[MORPHMET] Re: number of landmarks and sample size

2017-05-31 Thread mitte...@univie.ac.at
Adding more (semi)landmarks inevitably increases the spatial resolution and 
thus allows one to capture finer anatomical details - whether relevant to 
the biological question or not. This can be advantageous for the 
reconstruction of shapes, especially when producing 3D morphs by warping 
dense surface representations. Basic developmental or evolutionary trends, 
group structures, etc., often are visible in an ordination analysis with a 
smaller set of relevant landmarks; finer anatomical resolution not 
necessarily affects these patterns. However, adding more landmarks cannot 
reduce or even remove any signals that were found with less landmarks, but 
it can make ordination analyses and the interpretation distances and angles 
in shape space more challenging.

An excess of variables (landmarks) over specimens does NOT pose problems to 
statistical methods such as the computation of mean shapes and Procrustes 
distances, PCA, PLS, and the multivariate regression of shape coordinates 
on some independent variable (shape regression). These methods are based on 
averages or regressions computed for each variable separately, or on the 
decomposition of a covariance matrix. 

Other techniques, including Mahalanobis distance, DFA, CVA, CCA, and 
relative eigenanalysis require the inversions of a full-rank covariance 
matrix, which implies an access of specimens over variables. The same 
applies to many multivariate parametric test statistics, such as 
Hotelling's T2, Wilks' Lambda, etc. But shape coordinates are NEVER of full 
rank and thus can never be subjected to any of these methods without prior 
variable reduction. In fact, reliable results can only be obtained if there 
are manifold more specimens than variables, which usually requires variable 
reduction by PCA, PLS or other techniques, or the regularization of 
covariance matrices (which is more common in the bioinformatic community).

For these reasons, I do not see any disadvantage of measuring a large 
number of landmarks, except for a waste of time perhaps. If life time is an 
issue, one can optimize landmark schemes as suggested by Jim or Aki.

Best,

Philipp

-- 
MORPHMET may be accessed via its webpage at http://www.morphometrics.org
--- 
You received this message because you are subscribed to the Google Groups 
"MORPHMET" group.
To unsubscribe from this group and stop receiving emails from it, send an email 
to morphmet+unsubscr...@morphometrics.org.
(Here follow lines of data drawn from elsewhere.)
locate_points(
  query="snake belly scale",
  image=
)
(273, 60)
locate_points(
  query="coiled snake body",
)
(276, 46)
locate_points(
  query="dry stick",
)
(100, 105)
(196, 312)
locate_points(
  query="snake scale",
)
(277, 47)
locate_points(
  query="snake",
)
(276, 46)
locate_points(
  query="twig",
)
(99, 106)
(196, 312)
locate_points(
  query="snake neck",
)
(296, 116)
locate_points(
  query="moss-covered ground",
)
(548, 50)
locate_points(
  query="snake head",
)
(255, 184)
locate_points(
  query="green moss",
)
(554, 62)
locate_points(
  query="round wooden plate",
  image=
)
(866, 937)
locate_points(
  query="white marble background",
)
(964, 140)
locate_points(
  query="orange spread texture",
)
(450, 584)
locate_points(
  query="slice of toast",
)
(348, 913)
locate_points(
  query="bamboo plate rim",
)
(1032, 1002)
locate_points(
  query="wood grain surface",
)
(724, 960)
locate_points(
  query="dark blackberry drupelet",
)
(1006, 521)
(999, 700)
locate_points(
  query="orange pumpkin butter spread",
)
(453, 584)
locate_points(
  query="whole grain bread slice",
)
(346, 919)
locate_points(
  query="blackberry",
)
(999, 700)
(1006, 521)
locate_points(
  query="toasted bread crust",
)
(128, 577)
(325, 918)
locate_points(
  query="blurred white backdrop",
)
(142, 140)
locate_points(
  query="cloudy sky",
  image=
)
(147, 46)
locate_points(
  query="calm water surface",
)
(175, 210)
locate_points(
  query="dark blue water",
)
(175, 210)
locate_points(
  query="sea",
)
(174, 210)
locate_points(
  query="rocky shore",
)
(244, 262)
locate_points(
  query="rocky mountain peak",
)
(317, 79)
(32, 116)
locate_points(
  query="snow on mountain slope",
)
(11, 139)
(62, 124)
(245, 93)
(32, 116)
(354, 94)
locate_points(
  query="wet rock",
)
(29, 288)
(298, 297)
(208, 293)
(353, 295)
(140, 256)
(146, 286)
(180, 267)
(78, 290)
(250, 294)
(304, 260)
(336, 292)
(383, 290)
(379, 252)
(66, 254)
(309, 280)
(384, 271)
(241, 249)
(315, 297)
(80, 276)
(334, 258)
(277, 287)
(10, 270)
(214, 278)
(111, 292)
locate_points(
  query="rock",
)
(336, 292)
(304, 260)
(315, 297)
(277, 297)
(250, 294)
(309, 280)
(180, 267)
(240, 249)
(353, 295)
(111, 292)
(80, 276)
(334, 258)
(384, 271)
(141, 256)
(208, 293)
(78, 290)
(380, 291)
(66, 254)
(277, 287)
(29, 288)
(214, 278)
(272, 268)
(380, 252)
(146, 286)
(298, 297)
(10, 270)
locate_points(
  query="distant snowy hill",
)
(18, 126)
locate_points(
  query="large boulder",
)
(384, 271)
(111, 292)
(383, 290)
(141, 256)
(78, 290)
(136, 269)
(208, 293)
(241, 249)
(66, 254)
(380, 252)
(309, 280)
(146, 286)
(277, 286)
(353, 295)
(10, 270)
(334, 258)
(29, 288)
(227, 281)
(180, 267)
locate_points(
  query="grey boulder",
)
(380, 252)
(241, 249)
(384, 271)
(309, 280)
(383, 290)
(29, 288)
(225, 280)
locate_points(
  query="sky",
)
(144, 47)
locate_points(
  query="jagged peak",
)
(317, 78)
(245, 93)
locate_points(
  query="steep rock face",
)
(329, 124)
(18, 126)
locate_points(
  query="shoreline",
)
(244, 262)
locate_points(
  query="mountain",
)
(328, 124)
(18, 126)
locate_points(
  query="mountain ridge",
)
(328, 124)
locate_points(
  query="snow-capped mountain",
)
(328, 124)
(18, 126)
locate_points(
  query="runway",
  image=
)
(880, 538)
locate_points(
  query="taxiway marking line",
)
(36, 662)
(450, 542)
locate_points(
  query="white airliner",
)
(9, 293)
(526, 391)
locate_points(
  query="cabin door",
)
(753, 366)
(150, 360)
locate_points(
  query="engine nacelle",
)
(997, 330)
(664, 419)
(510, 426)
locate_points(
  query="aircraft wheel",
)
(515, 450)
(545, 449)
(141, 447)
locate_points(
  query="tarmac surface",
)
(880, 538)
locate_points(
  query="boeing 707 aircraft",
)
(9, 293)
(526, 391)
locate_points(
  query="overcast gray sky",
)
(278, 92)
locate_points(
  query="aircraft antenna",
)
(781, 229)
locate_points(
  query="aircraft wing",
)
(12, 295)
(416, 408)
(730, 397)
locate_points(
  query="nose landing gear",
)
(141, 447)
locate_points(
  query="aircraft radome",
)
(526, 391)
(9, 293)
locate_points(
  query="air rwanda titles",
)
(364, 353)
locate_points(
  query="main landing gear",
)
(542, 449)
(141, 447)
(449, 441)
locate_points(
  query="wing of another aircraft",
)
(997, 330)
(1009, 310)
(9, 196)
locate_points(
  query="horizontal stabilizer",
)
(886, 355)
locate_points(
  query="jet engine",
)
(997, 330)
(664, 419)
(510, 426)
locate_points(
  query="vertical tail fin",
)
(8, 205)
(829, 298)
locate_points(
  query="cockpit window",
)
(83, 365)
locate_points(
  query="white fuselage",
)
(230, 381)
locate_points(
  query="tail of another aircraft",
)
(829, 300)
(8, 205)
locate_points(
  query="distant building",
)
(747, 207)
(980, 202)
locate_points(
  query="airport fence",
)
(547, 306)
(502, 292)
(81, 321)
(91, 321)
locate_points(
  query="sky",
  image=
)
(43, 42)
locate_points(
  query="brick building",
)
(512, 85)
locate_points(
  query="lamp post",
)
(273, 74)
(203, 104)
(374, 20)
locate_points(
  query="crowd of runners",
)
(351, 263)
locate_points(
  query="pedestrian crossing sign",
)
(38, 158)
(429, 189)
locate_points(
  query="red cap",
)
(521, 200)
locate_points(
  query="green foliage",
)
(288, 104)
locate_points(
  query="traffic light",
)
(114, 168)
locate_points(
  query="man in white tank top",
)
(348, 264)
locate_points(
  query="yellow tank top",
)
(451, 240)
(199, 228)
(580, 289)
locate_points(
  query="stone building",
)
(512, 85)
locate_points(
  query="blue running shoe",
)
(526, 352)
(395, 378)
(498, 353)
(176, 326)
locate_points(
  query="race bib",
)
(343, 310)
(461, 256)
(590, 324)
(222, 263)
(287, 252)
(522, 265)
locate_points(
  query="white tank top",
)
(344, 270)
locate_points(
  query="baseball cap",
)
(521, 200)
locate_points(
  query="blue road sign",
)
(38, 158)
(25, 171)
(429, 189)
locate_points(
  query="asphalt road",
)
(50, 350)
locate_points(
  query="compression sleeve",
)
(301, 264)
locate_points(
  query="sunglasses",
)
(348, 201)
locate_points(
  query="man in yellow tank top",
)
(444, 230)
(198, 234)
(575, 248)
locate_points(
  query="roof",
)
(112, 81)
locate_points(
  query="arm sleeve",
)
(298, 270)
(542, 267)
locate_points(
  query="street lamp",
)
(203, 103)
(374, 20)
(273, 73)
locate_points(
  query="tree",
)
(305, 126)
RE: [MORPHMET] number of landmarks and sample size

2017-05-31 Thread F. James Rohlf
Another, though non-statistical, approach to judge whether one has an 
appropriate number of landmarks or perhaps too many is to use the tpsSuper 
software. 

One could start with many landmarks and confirm (one hopes) that the average 
unwarped image is clear implying that the landmarks have captured the variation 
of not only the landmarks but the structures around them. You can then remove 
landmarks and see whether the average looks fuzzier. If so, that reflects 
variation not well tracked by the chosen landmarks.  If there is little change 
then the landmarks you removed are not really necessary to track the variation 
in the sample. One could then continue the process. Clearly the issue is not 
just the number of landmarks but where they are located relative to the 
variation among the specimens. This process could be automated to try 
combinations of landmarks such that some measure of variation in pixels of the 
unwarped images are minimized. I seem to remember that Mardia made a suggestion 
like that many years ago.
_ _ _ _ _ _ _ _ _
F. James Rohlf, Distinguished Prof. Emeritus
Stony Brook University
Depts. of Anthropology and of Ecology & Evolution

-Original Message-
From: Murat Maga [mailto:m...@uw.edu] 
Sent: Wednesday, May 31, 2017 12:33 PM
To: Mike Collyer ; Lea Wolter 
Cc: MORPHMET 
Subject: RE: [MORPHMET] number of landmarks and sample size

I want to chime in on Mike's comment about density of landmarking changing the 
effect size. Nicolas Navarro and I did something similar in context of 
quantitative genetics of mandible shape and came to a similar conclusion using 
2D, 3D and 3D semi-landmarks sets on same dataset.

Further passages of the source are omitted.